3. Carbs Are Our Bodies Primary Fuel Source

Carbs are the most readily accessible fuel our body can use to, not only perform physical activity, but to sustain daily life. This is why it is critical to maintain some level of carbohydrate intake, regardless of your activity level. Yes, your level of activity dictates the amount of carbs your body needs (prefers really) to function, but carbs are not the enemy like we have made them out to be in recent years. There are some general rules of thumb you can use to determine the carb range you should be in and they are mostly centered around your activity level, but in less common cases, can also center around your body composition.

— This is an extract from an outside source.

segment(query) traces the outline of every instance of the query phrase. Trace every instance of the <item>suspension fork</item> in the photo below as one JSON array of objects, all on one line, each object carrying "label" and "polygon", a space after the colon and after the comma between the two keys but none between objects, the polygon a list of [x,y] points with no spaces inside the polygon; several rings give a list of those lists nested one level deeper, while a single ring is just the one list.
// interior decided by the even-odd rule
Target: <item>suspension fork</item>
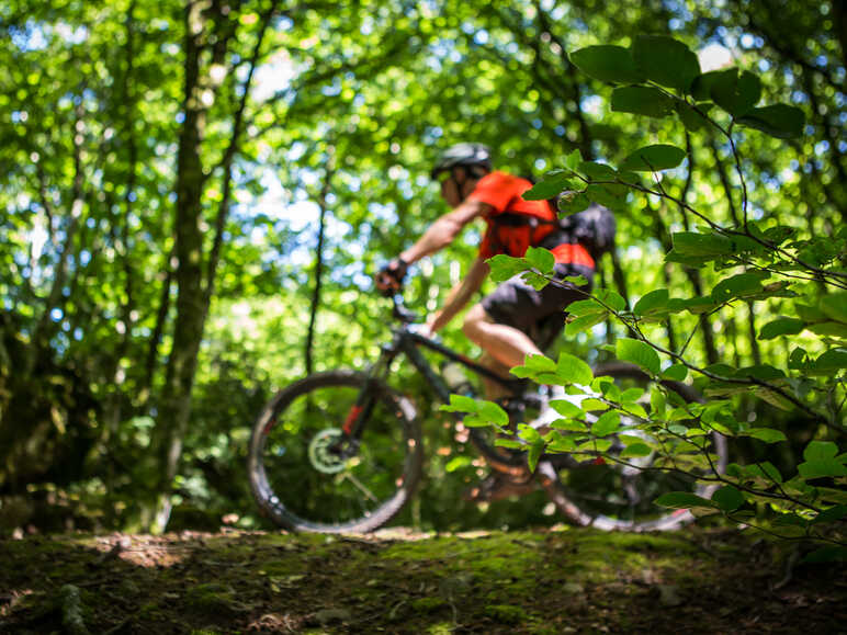
[{"label": "suspension fork", "polygon": [[364,432],[364,427],[373,412],[374,404],[376,402],[376,383],[387,376],[388,370],[394,359],[398,354],[398,338],[388,345],[382,348],[380,359],[376,360],[369,370],[368,376],[364,381],[364,386],[355,398],[355,404],[350,407],[350,410],[345,418],[345,423],[341,426],[343,436],[339,441],[340,445],[347,442],[351,450],[359,446],[359,441]]}]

The general rule is, the more active you are (i.e. the more intensely you exercise), the more carbs your body will need for not only fuel, but for recovery. Unbeknownst to some, fuel also pertains to recovery activities. The foods you eat have a role in your ability to recover from strenuous activity, injury or illness. Depriving your body of carbs during times of high intensity activity, serious injury or illness can have serious consequences on your ability to recover in a timely manner. Eat the right carbs at the right time according to your body’s physical needs and you won’t ever worry about them making you fat.

4. There Are Better Times Than Others to Eat Carbs

Now this one is a little tricky, as I have read a number of conflicting studies about this topic and different approaches when it comes to carb timing. So what I will say is, everyone is different and like point #1, you will have to do some detective work of your own to determine what works best for you. But timing of carbs is something you should play with if you are trying to transform your health and fitness. Some different scenarios you could try out would be as such:

  • Carbs only in the morning
  • Carbs only in the evening
  • Carbs only around exercise (most being consumed post-exercise)
  • Small amount of carbs at every meal
  • Carbs only on days you are active

I list these different options only because many people have had success with one or more of these approaches. I know for me, timing my carbs around physical activity has proven to be a great strategy for my body type. But again, you only learn these things through trial and error. What works for one, does not work for all, and is something I always remind people of when they ask about magic bullets for health and fitness results. I am sorry to report there are no magic bullets.  There is only learning your body and what works for you. These strategies have worked for many and one or more will likely work for you, if you are willing to do the work to find out which works best. Be diligent with your own health and fitness and you will see results. Get lazy and you will see what you have always seen.

5. Carbs Are Not Evil

I will leave you with this final thought. Even though it should be fairly obvious by now, let me reiterate, carbs are not the enemy. What is the enemy you might ask? Most likely, and most unfortunately, yourself. And why are you your own worst enemy? There are MANY reasons we become our own worst enemy when it comes to self-sabotage of your health and fitness goals, but for the sake of this week’s discussion, lets focus on the reasons centered around carbs and why they are not the enemy and we are.

  • We lie to ourselves about the types and amounts of carbs we eat
  • We lie to ourselves about how active we are, therefore eating unsubstantiated amounts of carbs
  • Even with good intentions, we are prone to moments of weakness (we are human and this is natural) and all the best tasting foods somehow tend to be carbs
  • We take an all or nothing approach which sets us up for the binge/purge cycle (which we discussed last week)
  • Carbs are the simplest foods to reach for and in moments of laziness they become the default food source

This week, take a look at your approach to carb consumption or lack thereof and decide to become your own detective. Figure out the balance that works best for you to support a healthy, balanced life and adopt strategies that help eliminate the stress surrounding eating carbs.